Lennoxtown North of Glasgow is where the abandoned Lennox Castle continues to deteriorate to this day, yet its stories live on and will not be taken to its metaphorical grave. The once-beautiful Neo-Norman-style structure served as a hospital for those with learning disabilities, and carries a lot of controversial stories of malnourishment of patients.

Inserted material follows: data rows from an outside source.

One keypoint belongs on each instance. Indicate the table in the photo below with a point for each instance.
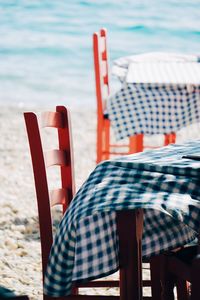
(160, 181)
(151, 102)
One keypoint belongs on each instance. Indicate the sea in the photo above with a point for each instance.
(46, 45)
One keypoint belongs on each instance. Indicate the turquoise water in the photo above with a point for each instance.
(46, 46)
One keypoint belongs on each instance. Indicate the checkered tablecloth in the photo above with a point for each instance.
(153, 108)
(160, 181)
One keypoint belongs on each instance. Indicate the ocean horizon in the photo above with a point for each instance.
(46, 46)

Lennox Castle was built in 1837 by architect David Hamilton meant to serve as a majestic castle before meeting its true, much darker fate. It was, actually, someone’s home until the First World War, before temporarily serving as a military hospital. After the war ended, the building was chosen as the new site for a psychiatric hospital by Glasgow City Council and had a £1 million conversion.
Credit: Aerial Dreamers
As a result, Lennox Castle became the largest institution in Scotland for people with learning disabilities after opening its doors in 1936 able to fit 1,200 patients. The castle building was used as a home for nurses, while 20 additional blocks were built housing 60 people each.
During the Second World War, some of the hospital was converted to a maternity ward, where singer Lulu was born in 1948.
The 60s saw Lennox Castle being a designated psychiatric hospital once again, soon showing signs of overcrowding and bad living conditions with a much bigger capacity of 1,700 patients due to low staff numbers and lack of funding. It was reported by the hospital director himself, Alasdair Sim, that a quarter of its patients were underweight and malnourished, saying “he was “sick to the stomach about the plight of these poor people”.
Finally, both patients and staff started to be moved to other hospitals or their own homes in 1987, still years after reports of the maltreatment of people. In 2002, Lennox Castle ceased to be an operational hospital altogether, with the patient living quarters on the land being demolished in 2004.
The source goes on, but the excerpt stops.